Many design problems involve optimization of an unknown, or partially unknown, objective function that can be costly to evaluate. For example, in drug design, the evaluation of drug efficacy across multiple drug formulations requires producing and testing new drugs, which would be subject to resource and cost limitations. Another example is minimizing the validation error of a machine learning model, such as hyperparameter tuning of a deep neural network, which involves many evaluations of the objective function. Bayesian optimization methods enable solving optimization problems whose objective functions are only available as black box functions and are expensive to evaluate. Ariafar was inspired to work on Bayesian optimization from working on the skin cancer detection from reflectance confocal microscopy image project at Northeastern. Deep learning methods work well in this application, however, tuning the hyperparameters of such approaches is challenging.

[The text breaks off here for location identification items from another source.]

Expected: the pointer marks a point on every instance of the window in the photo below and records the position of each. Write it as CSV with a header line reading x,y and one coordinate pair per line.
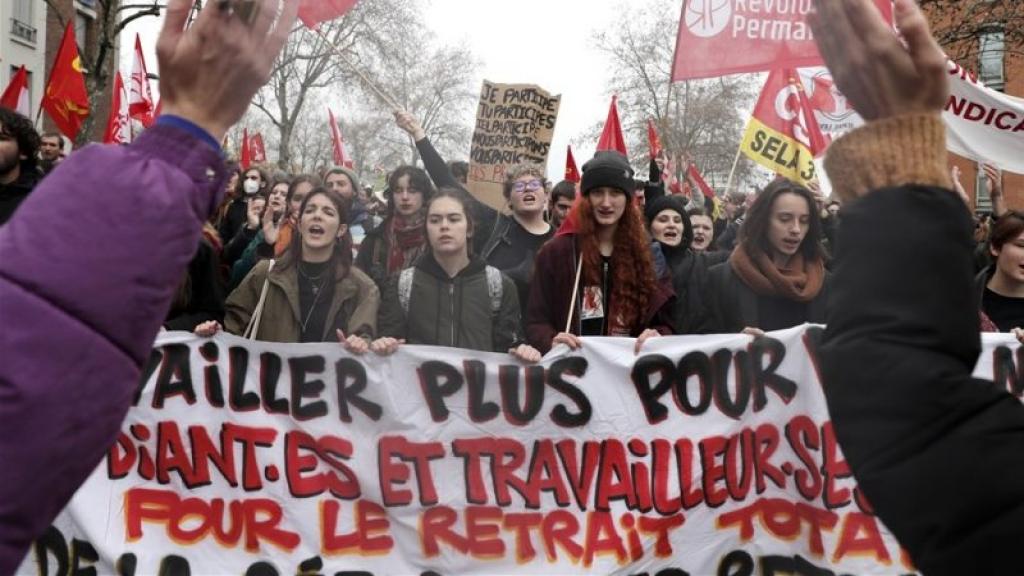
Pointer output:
x,y
20,23
23,10
990,58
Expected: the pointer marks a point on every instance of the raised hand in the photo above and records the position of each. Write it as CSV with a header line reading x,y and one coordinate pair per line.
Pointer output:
x,y
210,72
879,75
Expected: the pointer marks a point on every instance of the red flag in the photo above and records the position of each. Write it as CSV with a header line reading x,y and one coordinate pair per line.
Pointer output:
x,y
722,37
311,12
783,134
653,141
256,151
118,122
66,99
340,158
694,175
16,94
140,99
571,172
611,135
244,155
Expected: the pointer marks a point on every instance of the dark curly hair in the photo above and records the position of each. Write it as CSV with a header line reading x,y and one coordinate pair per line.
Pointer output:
x,y
20,128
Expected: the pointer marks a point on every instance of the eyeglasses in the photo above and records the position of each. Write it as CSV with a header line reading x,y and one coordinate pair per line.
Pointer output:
x,y
531,186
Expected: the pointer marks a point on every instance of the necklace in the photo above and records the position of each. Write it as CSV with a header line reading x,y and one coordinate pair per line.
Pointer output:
x,y
316,289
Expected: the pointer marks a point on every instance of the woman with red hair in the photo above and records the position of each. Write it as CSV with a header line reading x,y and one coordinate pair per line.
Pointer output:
x,y
596,277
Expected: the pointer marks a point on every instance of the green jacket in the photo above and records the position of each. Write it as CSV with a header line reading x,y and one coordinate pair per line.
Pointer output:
x,y
425,306
353,306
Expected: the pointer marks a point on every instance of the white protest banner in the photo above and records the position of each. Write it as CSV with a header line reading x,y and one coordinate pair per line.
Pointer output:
x,y
704,455
983,124
514,125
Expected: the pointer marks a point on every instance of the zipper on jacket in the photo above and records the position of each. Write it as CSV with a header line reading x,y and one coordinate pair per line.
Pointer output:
x,y
452,307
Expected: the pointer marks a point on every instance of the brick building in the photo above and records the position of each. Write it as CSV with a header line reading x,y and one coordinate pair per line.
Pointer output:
x,y
982,36
86,17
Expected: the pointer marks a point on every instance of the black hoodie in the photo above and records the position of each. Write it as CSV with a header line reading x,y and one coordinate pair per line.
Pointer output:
x,y
458,312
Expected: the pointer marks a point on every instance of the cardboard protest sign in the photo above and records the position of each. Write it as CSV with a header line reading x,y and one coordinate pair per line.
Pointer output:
x,y
702,455
514,125
722,37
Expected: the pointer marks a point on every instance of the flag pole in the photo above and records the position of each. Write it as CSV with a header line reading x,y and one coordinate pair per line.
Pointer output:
x,y
366,80
732,172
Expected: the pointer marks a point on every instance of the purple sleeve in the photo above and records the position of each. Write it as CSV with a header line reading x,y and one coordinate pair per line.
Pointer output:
x,y
88,266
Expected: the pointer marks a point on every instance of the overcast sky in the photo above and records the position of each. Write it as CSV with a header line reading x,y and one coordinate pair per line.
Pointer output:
x,y
544,42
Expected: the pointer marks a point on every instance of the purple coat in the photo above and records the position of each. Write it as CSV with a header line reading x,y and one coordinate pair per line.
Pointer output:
x,y
88,268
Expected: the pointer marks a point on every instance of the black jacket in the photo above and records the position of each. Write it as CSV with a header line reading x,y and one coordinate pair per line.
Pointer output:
x,y
937,452
732,305
452,312
11,195
205,294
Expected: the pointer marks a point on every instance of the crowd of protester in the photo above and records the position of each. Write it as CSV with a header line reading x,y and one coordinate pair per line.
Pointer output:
x,y
310,257
95,250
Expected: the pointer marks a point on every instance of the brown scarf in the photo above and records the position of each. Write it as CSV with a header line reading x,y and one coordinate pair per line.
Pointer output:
x,y
407,240
801,282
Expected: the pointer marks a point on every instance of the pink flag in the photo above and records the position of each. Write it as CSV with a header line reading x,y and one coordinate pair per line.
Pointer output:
x,y
118,122
16,94
140,98
722,37
311,12
340,158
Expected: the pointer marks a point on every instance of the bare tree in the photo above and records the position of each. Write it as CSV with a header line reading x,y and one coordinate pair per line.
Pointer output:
x,y
112,18
701,118
957,25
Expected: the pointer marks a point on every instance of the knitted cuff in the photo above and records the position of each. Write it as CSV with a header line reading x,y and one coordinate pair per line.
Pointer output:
x,y
889,153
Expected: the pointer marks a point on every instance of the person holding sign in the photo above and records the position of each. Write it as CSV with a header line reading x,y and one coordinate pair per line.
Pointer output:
x,y
315,278
399,240
511,243
596,278
775,278
451,298
81,306
935,451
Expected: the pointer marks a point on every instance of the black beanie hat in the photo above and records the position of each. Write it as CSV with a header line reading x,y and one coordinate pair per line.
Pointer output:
x,y
607,168
676,203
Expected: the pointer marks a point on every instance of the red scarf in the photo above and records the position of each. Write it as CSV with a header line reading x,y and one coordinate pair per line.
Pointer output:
x,y
407,239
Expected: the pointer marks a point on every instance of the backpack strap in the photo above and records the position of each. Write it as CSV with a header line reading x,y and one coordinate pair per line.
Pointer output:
x,y
406,288
495,288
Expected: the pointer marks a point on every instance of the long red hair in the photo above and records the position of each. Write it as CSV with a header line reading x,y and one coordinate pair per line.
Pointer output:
x,y
632,268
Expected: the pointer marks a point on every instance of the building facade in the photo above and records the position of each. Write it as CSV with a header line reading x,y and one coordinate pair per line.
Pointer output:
x,y
23,42
982,36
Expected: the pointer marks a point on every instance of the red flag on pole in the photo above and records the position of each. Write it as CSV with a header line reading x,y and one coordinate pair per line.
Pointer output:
x,y
783,134
311,12
611,135
694,175
722,37
118,122
571,172
340,158
244,155
67,99
653,141
15,96
256,151
140,99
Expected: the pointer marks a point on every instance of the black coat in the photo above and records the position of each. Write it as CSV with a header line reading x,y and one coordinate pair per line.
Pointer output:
x,y
453,312
937,452
732,305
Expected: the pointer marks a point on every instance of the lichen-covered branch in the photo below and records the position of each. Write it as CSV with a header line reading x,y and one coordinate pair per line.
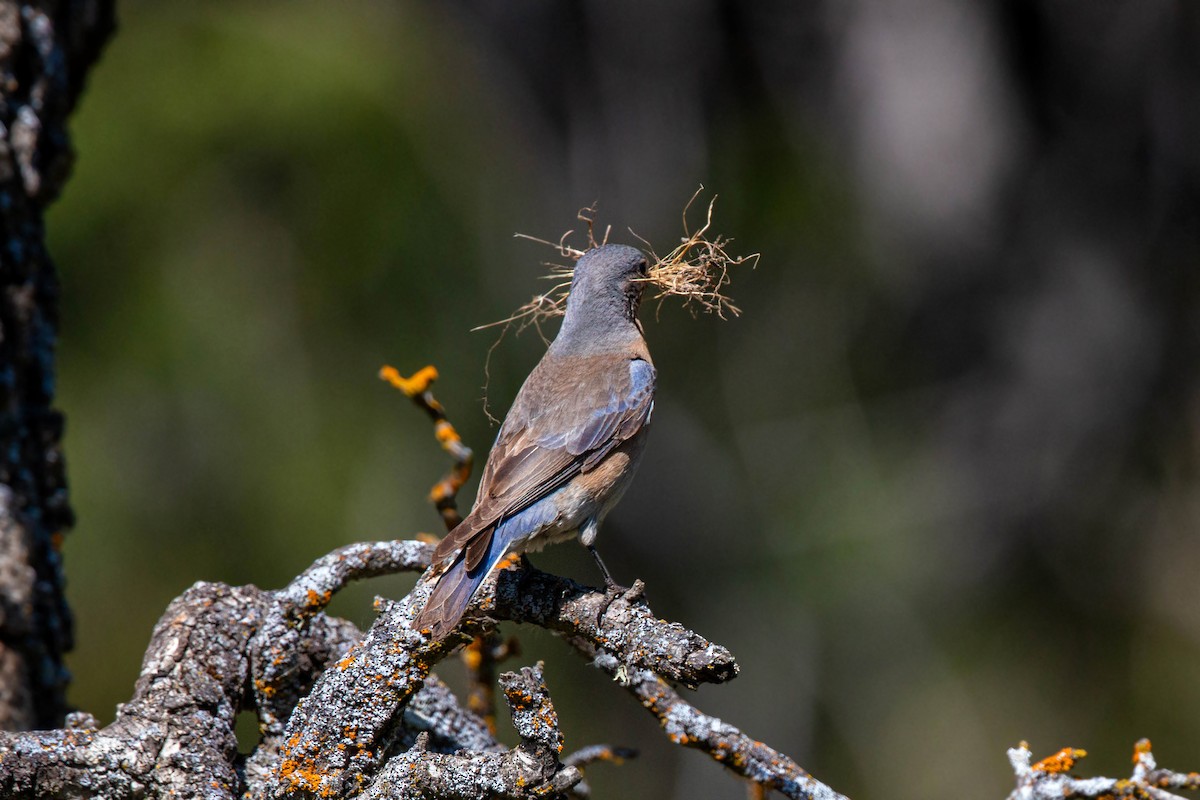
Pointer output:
x,y
529,770
685,725
1050,779
444,493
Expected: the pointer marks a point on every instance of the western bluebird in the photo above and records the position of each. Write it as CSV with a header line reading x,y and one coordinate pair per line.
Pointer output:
x,y
570,443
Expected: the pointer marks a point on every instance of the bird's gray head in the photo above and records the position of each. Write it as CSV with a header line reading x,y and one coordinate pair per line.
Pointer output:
x,y
604,299
610,274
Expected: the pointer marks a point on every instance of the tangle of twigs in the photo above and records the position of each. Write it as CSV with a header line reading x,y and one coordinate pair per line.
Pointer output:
x,y
697,270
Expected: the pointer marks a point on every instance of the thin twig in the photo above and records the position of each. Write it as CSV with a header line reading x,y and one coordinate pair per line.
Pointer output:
x,y
445,492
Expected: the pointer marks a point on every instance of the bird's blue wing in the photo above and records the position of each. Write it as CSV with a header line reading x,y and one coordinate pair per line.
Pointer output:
x,y
557,428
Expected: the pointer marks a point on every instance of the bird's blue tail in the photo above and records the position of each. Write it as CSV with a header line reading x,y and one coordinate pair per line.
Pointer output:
x,y
454,590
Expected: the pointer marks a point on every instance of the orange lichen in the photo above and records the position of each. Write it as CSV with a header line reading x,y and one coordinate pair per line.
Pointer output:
x,y
1061,762
412,386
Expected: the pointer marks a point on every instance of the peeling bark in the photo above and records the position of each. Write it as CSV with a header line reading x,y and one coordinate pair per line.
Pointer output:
x,y
46,49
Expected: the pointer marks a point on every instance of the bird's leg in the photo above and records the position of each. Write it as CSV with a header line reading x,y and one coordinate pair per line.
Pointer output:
x,y
610,584
588,531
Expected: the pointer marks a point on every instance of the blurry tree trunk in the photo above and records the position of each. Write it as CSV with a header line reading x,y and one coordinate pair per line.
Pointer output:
x,y
46,49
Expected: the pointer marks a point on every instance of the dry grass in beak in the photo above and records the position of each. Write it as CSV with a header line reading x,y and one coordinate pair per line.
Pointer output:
x,y
696,270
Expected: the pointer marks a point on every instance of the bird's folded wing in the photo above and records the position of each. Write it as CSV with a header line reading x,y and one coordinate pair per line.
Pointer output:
x,y
556,429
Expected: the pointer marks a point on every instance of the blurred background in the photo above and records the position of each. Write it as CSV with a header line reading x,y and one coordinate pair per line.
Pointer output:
x,y
936,488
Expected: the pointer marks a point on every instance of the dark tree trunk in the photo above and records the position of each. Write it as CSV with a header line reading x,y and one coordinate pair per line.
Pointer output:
x,y
46,49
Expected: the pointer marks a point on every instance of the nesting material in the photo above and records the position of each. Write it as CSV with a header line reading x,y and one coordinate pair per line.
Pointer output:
x,y
697,270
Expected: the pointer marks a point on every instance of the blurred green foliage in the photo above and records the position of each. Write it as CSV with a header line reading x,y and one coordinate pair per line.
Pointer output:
x,y
274,199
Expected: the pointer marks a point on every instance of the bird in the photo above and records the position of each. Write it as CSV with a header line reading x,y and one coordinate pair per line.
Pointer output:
x,y
570,443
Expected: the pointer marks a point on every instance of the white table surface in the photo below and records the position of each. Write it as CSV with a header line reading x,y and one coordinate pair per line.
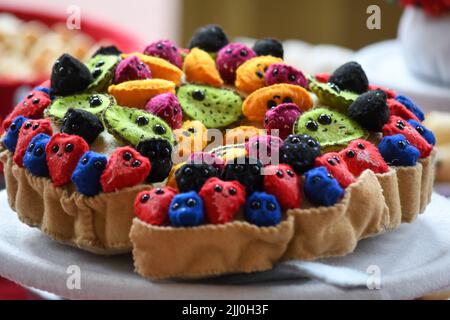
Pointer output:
x,y
384,65
414,261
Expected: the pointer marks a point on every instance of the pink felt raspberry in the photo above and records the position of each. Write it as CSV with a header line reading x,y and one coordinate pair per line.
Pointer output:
x,y
222,200
167,107
63,152
337,167
152,206
397,125
362,155
282,118
282,182
126,168
230,58
283,73
131,68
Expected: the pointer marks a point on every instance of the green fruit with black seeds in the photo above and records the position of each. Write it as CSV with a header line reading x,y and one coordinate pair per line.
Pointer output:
x,y
331,96
333,130
93,103
134,125
102,68
214,107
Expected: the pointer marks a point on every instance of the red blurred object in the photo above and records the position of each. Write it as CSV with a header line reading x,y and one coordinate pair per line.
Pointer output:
x,y
97,30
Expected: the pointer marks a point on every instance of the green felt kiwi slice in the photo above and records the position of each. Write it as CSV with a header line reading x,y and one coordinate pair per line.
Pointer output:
x,y
214,107
331,96
93,103
135,125
102,68
333,130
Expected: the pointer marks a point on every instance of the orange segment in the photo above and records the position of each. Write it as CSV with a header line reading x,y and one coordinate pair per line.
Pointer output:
x,y
200,67
160,68
191,137
241,134
250,75
256,105
136,93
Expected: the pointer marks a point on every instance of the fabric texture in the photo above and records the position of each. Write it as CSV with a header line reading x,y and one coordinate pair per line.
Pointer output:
x,y
413,261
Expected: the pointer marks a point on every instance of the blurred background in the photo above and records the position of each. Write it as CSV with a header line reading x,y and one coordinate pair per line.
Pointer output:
x,y
318,36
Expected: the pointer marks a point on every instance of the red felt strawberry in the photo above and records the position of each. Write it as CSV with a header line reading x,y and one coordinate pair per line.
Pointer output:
x,y
361,155
32,107
63,152
222,200
389,93
323,77
398,109
397,125
152,206
335,165
27,132
282,182
126,168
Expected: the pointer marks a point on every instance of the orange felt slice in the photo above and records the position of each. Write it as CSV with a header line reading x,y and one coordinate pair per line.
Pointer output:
x,y
160,68
136,93
241,134
250,75
200,67
256,105
191,137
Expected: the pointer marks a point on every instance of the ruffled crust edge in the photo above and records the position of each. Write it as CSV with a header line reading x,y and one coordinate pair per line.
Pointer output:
x,y
102,224
209,250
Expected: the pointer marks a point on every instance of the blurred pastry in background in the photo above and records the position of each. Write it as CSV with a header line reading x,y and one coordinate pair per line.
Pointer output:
x,y
29,48
439,123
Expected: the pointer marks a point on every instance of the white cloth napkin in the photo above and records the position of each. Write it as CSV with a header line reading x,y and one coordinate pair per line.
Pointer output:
x,y
407,263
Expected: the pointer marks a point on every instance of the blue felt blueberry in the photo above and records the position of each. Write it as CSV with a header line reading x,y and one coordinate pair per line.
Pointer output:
x,y
86,176
397,151
186,210
34,160
42,89
321,188
10,140
262,209
411,106
424,132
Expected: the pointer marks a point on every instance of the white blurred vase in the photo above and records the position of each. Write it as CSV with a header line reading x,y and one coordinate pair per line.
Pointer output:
x,y
425,42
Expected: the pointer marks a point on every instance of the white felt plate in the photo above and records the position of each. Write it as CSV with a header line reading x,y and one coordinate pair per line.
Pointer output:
x,y
384,65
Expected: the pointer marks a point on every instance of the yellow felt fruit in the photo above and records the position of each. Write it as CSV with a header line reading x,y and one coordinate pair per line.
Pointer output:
x,y
191,137
136,93
256,105
250,75
160,68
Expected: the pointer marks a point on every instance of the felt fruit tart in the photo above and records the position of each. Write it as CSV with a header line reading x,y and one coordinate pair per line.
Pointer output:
x,y
126,152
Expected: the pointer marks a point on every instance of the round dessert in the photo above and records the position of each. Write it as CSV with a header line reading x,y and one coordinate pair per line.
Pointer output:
x,y
131,152
166,50
231,57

During her studies at Northeastern, Ariafar won first place in the ACM Student Research Competition Graduate Level Finals at the Grace Hopper Celebration of Women in Computing (the world’s largest gathering of women in computation and science with over 15,000 attendees). After presenting her work at a NeurIPS Bayesian Optimization Workshop, the organizers and attendees were impressed by her work which led her to be recruited as an intern at Sigopt. After completing her PhD program, Ariafar joined Google Brain and continues her research in machine learning.